Sunday, April 21, 2013

A turning of the page....

Life is full of chapters, new and old, good and bad, short and long.  Living is turning the pages in them, writing the destiny of the following chapters.

13 months ago to the day my life book was forced to change not only chapters but subjects, dreams, desires, routes.  13 months ago I was diagnosed with Multiple Sclerosis.

When people see me with my cane or in my wheel-chair, they ask "What happened?", with sympathetic faces and/or concern, expecting a "simple" answer of a car accident, a fall, a mistake on the stairs.  

As I reply "I was diagnosed with MS", their faces go from concerned to confused.  Because usually you dont see many people diagnosed with MS in the state that I am.  They suffer yes but many get to continue on their same path.  I do not.

There have been two occurances in the past few days that have caused me to question "what the heck am I doing in life?"

 (My "uhhhh" face.  Yes I take pictures to document my emotions.  It's all part of the sparkled life.)


1. My first MS symtpom, the one that led me to the hospital 13 months ago was the loss of feeling/sensation in my feet/legs.  To this day I do not have sensation in my feet.  They are continiously swollen and ugly looking.  

Due to this, I had to give up my guilty but lovely pleasure of wearing wonderful heels.  And, since I had quite a closet of heels, I ended up selling all my beautiful shoes.  We've come to the end of that chapter...I've sold my last pair of heels.

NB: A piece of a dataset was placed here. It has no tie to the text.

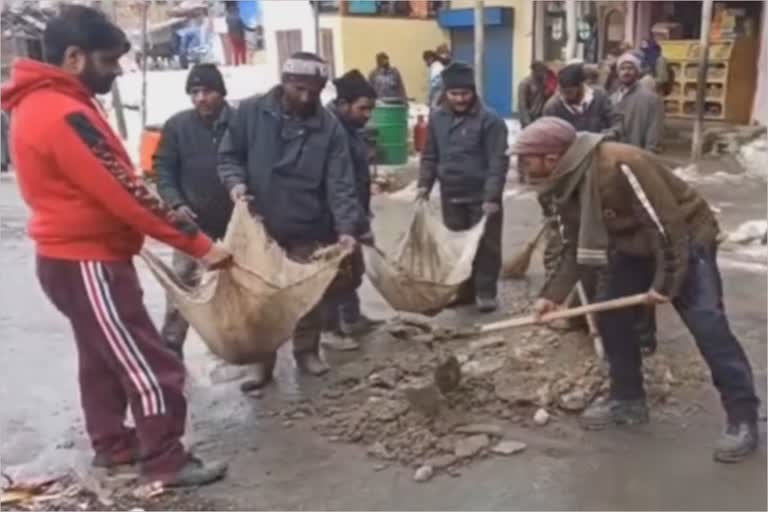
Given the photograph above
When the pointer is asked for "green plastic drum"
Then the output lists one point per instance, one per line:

 (My last pair of heels and my not so beautiful feet)

Its ironic because the last pair of heels Ive sold were actually the last pair I purchased before being diagnosed.  I never even got the opportunity to wear them.  They were very extravagent, felt with fur edges.  How could you not love them?

Now they are gone.  Some other woman, size 10, will break them in for me.  And I hope she wears them with pride.  I hope they bring her good luck and many good travels.

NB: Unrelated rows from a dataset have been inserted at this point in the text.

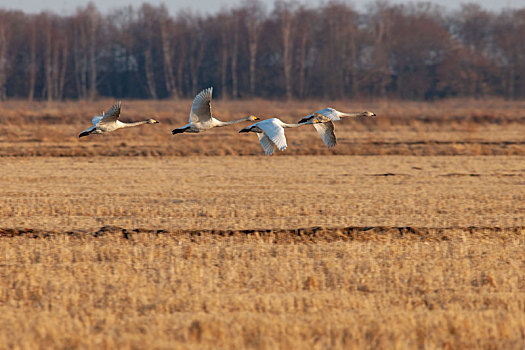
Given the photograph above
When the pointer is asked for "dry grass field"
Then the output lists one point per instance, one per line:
(410, 234)
(453, 127)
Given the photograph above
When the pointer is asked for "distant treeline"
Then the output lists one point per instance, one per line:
(416, 51)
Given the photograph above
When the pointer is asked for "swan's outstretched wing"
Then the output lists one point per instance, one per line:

Turning page #1...goodbye beautiful high shoes.

2. After much guidance, thought and prayer, the decision has been made for me to go onto Government Disability.  

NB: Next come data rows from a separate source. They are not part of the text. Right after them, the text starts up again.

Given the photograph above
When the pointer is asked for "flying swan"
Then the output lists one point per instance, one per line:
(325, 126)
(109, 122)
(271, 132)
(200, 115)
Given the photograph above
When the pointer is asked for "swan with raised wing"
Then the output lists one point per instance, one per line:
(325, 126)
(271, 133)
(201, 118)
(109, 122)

Of course I procrastinated as long as I could on first, sharing this information (my pride) and two, applying because I didnt want to accept it. 

But over the weekend I completed my application.  My application to the Government that I, the girl who had dreams higher than the heavens, need's their help.  

It would only make the story oh so more interesting if I came across both my Bachelor of Arts and Masters in Business Administration Degrees the same weekend.  

 (I'm not sure how I lost my middle name in the between period of the degrees....)

My Bachelor of Arts years werent as dedicated however I did complete my program in three years while simultaneously working my political career (as mentioned earlier here).  

My Masters however I was more dedicated.  I finished the program also earlier than a full time student would (I like being quick and efficient in school items :D).  I worked full time as an Admissions Counselor during the day then spent my nights in the building next door learning the powers of Business.  I fell in love.  

I had the pleasure of being voted "Top Leader in the class" and "Best to work for", two items I take highly considering those who voted.  

The funny thing about all this is I never walked across a stage for either of these degrees, both due to graduating early.  And now, I cant even walk across a stage without assistance.  

I will frame these degrees, to remind myself that though I may be on disability and I may be limited by Multiple Sclerosis, I've accomplished so much.  To remind myself that at my core, I'm that same girl, disability or not.  

Turning page #2...defined by disability status.


These are two significant turning pages, two significant chapter turns.  It's hard to let go of things in life, it's even harder to deal with the things you've lost when you had no control over losing it.  

And as I approach new chapters of my life and my Multiple Sclerosis sparkle story, especially the upcoming ones, I hope the strength I felt while wearing my oh so extravagant heels and while establishing a strong educational business profile continues.  

I pray I can find strength in what I have lost in the hope of investing it in the things I can still achieve in my future. 

I've said it before but I'll preach it again...take nothing for granted.  From your shoes to your education, everything in life is a gift.  And should be treated as such.  Yes, there will be days in which "everything" doesnt feel like a gift but rather a very heavy burden.  But then, the ability to even carry that burden is a gift.  

Always a silver lining.  Never stop looking for it.

Love, Eliz





(PS: Today I wore a blazer.  This might not seem like a big deal but I had sworn of blazers one by one after being diagnosed, reminding me too much of my past Business Professional Career.  But today I wore one.  Proudly.)


("Mom, why do you have to show everyone my bad hair day?" Sputnik. Love him)

PS: Mom is healing and doing better each day!  Thankful for everyone's positivism towards her healing.